The Society's official birthday cake is a healthier version of a red velvet cake that delivers plenty of taste but much less sugar and fat than a traditional recipe. In addition to cutting back on sugar, eggs, oil and butter, Mudry's inventive additions - including roasted beets, dried cherries, applesauce and whole grain flour - help kick the nutrients up a notch. The result: a better-for-you cake that tastes great and still has the fun, celebratory feel of a traditional birthday cake.
To help promote healthier birthday celebrations throughout the country, students from The Culinary Institute of America were challenged to create an easy-to-replicate cake recipe that incorporates ingredients that reduce some of the not-so-healthy ingredients typically found in cakes. Students submitted recipes that included an original cake recipe and a description of how the recipe used more healthful baking ingredients and/or substitutions to improve on the traditional birthday cake. The CIA deans evaluated the recipes and selected five finalists. The other finalists included:
"Our students are encouraged to include ingredients with high nutritional value in their recipes," said Thomas Vaccaro, associate dean for baking & pastry arts at The Culinary Institute of America. "When we were presented with an opportunity to work with the American Cancer Society to reinvent the birthday cake we were thrilled because the collaboration truly showcases our emerging chefs' commitment to producing more healthful recipes. We're also pleased to be part of the Society's efforts to raise awareness of healthy living to fight cancer as the disease has touched so many of our students in very personal ways."

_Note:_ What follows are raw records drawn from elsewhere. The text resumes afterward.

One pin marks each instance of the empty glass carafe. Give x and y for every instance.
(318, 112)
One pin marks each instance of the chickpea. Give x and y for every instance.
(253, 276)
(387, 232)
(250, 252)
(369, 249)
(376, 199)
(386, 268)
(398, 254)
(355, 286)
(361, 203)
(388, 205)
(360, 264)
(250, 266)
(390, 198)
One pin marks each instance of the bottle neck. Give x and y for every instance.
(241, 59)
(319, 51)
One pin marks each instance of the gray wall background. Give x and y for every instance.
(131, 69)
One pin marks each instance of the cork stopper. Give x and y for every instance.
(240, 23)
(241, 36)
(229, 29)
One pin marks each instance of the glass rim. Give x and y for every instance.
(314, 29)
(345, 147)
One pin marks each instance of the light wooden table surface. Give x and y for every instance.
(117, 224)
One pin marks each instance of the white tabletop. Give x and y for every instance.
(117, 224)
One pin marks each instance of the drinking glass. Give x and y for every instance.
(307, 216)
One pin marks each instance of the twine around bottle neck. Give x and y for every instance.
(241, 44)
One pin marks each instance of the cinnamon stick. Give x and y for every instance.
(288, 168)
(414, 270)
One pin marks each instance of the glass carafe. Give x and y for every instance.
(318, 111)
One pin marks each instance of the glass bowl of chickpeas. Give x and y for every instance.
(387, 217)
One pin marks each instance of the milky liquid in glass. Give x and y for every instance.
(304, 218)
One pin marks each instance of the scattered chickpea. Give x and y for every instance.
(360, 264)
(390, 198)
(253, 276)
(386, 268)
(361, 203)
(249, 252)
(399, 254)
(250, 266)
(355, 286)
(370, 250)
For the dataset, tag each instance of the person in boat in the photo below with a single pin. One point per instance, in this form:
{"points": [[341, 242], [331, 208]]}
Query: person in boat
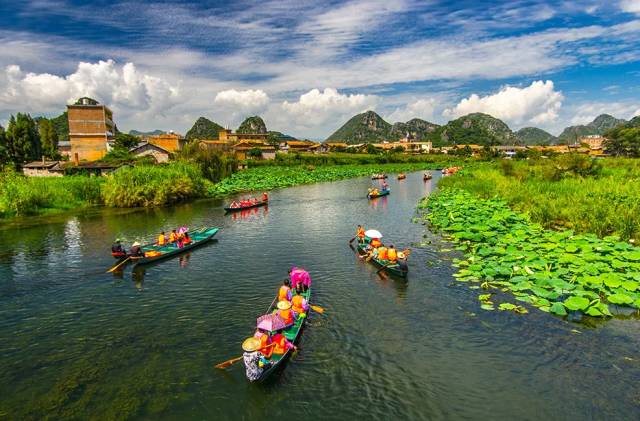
{"points": [[136, 250], [173, 237], [285, 313], [117, 249], [284, 294], [282, 344], [162, 239], [299, 305], [253, 359], [360, 234], [392, 254]]}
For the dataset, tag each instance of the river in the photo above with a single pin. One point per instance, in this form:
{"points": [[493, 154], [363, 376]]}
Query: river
{"points": [[79, 343]]}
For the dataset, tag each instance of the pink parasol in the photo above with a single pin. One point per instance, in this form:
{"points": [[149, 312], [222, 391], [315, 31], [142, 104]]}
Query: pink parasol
{"points": [[270, 322]]}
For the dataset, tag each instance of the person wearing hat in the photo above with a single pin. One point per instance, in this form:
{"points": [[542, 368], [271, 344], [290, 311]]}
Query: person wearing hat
{"points": [[282, 344], [285, 313], [254, 362], [117, 250], [136, 250]]}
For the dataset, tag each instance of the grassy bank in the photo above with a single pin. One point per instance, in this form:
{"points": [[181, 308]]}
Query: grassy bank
{"points": [[572, 192], [555, 271], [21, 195], [270, 177]]}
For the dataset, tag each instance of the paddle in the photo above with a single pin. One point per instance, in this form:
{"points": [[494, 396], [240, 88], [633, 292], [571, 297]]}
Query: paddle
{"points": [[119, 264], [232, 361]]}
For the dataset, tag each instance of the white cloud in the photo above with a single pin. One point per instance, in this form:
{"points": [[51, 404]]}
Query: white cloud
{"points": [[317, 111], [125, 89], [631, 6], [249, 101], [421, 108], [538, 103]]}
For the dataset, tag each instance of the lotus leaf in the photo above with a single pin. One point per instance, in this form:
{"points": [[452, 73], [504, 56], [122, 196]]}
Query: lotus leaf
{"points": [[576, 303]]}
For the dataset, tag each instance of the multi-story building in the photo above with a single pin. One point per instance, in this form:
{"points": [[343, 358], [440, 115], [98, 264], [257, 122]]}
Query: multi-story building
{"points": [[91, 129], [171, 142]]}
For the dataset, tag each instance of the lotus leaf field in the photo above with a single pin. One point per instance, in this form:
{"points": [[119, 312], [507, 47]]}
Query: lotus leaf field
{"points": [[268, 178], [556, 271]]}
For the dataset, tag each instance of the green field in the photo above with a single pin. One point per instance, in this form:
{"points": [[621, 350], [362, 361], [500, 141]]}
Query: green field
{"points": [[573, 192]]}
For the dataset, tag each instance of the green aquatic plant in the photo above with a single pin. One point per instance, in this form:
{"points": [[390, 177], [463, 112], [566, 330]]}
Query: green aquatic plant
{"points": [[555, 271]]}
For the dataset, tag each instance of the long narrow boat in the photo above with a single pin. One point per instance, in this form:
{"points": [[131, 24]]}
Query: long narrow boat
{"points": [[380, 194], [392, 269], [164, 252], [255, 205], [292, 333]]}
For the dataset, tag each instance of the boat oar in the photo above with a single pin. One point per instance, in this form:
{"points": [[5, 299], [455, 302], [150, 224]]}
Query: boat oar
{"points": [[235, 360], [119, 264]]}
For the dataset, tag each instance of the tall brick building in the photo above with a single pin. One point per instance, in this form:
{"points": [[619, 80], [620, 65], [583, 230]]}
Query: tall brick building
{"points": [[91, 126]]}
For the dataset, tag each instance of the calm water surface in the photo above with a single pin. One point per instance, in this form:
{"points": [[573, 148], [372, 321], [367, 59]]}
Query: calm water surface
{"points": [[79, 343]]}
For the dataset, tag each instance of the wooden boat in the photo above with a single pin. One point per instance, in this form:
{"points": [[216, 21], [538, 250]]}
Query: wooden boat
{"points": [[164, 252], [392, 269], [380, 194], [255, 205], [292, 334]]}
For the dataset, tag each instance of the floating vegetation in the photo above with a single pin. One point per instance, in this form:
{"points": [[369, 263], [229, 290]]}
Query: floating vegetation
{"points": [[556, 271], [268, 178]]}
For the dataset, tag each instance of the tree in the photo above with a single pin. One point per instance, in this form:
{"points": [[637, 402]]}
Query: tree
{"points": [[623, 141], [125, 141], [4, 153], [48, 138], [23, 139]]}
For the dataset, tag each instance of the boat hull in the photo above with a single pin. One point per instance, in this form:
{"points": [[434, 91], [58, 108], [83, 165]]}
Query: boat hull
{"points": [[393, 270], [198, 238], [257, 205]]}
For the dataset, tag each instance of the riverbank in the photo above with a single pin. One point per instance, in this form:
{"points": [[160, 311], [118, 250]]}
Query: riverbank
{"points": [[556, 271], [566, 192], [160, 185]]}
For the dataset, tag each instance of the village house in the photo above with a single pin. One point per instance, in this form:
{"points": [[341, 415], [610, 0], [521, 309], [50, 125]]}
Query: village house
{"points": [[297, 146], [170, 142], [91, 129]]}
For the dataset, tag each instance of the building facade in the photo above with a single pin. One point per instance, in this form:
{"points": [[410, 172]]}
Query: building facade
{"points": [[91, 129]]}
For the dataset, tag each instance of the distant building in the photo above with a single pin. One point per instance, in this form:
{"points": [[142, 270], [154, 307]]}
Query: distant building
{"points": [[91, 128], [170, 142], [593, 141], [297, 146], [160, 155]]}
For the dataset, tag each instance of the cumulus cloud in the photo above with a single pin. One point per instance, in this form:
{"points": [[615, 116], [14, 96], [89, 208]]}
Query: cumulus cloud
{"points": [[316, 108], [631, 6], [421, 108], [124, 88], [537, 103]]}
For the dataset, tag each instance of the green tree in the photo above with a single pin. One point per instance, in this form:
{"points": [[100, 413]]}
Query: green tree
{"points": [[623, 141], [125, 141], [4, 153], [48, 138], [23, 139]]}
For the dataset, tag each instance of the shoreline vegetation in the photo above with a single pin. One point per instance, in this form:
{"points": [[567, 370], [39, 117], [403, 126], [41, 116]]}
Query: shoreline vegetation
{"points": [[558, 272], [191, 176]]}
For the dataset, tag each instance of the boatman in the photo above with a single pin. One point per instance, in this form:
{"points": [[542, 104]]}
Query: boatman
{"points": [[117, 249]]}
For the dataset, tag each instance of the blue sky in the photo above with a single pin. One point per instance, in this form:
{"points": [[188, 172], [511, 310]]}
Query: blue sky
{"points": [[307, 66]]}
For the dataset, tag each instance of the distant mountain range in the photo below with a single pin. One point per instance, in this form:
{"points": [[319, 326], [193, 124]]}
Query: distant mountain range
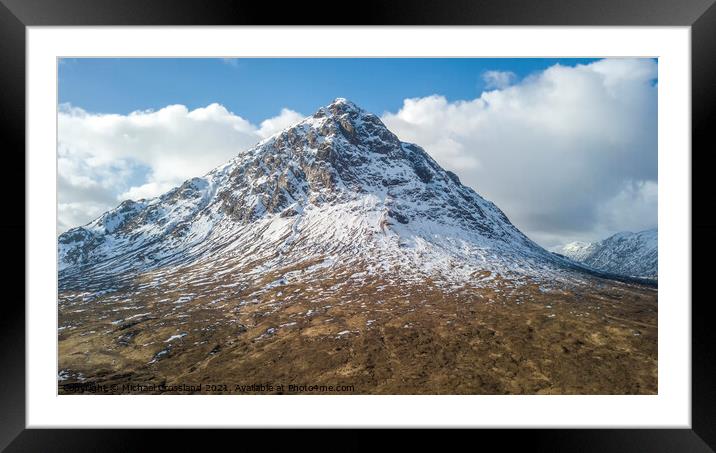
{"points": [[627, 254], [338, 188], [334, 253]]}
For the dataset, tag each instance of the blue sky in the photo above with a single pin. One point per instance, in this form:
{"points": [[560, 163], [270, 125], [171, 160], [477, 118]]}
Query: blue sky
{"points": [[258, 88], [567, 148]]}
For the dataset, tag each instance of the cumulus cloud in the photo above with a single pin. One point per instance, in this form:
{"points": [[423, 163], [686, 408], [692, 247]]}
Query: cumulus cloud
{"points": [[569, 153], [498, 79], [106, 158]]}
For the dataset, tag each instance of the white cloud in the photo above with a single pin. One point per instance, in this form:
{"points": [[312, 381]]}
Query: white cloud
{"points": [[557, 151], [233, 62], [106, 158], [278, 123], [498, 79], [568, 153]]}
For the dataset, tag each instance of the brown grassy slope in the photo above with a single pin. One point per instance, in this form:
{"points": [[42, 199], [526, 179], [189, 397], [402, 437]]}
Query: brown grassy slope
{"points": [[379, 336]]}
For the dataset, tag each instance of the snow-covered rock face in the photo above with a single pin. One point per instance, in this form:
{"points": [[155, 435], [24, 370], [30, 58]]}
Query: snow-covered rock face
{"points": [[338, 187], [628, 254]]}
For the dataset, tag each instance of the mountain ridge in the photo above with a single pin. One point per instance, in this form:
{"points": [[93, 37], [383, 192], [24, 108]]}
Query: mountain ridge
{"points": [[339, 171], [624, 253]]}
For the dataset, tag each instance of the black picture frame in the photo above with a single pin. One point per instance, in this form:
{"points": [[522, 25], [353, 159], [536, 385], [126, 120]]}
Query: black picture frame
{"points": [[16, 15]]}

Chef Duff selected the Official Birthday Cake of the American Cancer Society at his studio bakery, Charm City Cakes, where he tapes his popular Food Network show, "Ace of Cakes." The finalist judging will be featured in an upcoming "Ace of Cakes" episode.
"The idea of having an official birthday cake and celebrating more birthdays is a very positive way of looking at cancer and dealing with cancer," said Chef Duff. "If people are baking better-for-you cakes at home, then they are taking a step in the right direction to live longer, healthier lives and celebrate more birthdays. Baking isn't as scary as you think and the winning recipe is a prime example of just how easily more nutritious baking can be done at home."
To download the recipe for the official birthday cake of the American Cancer Society and more information on the finalists, visit www.morebirthdays.com. Eating a healthy diet high in fruits, vegetables and whole grains and limited in processed and red meats is one important component of staying well to reduce your risk of cancer. In addition, it is important to get at least 30 minutes of moderate to vigorous physical activity on five or more days a week; to get the cancer screenings that are appropriate based on your age and family history; and to avoid cigarette smoking.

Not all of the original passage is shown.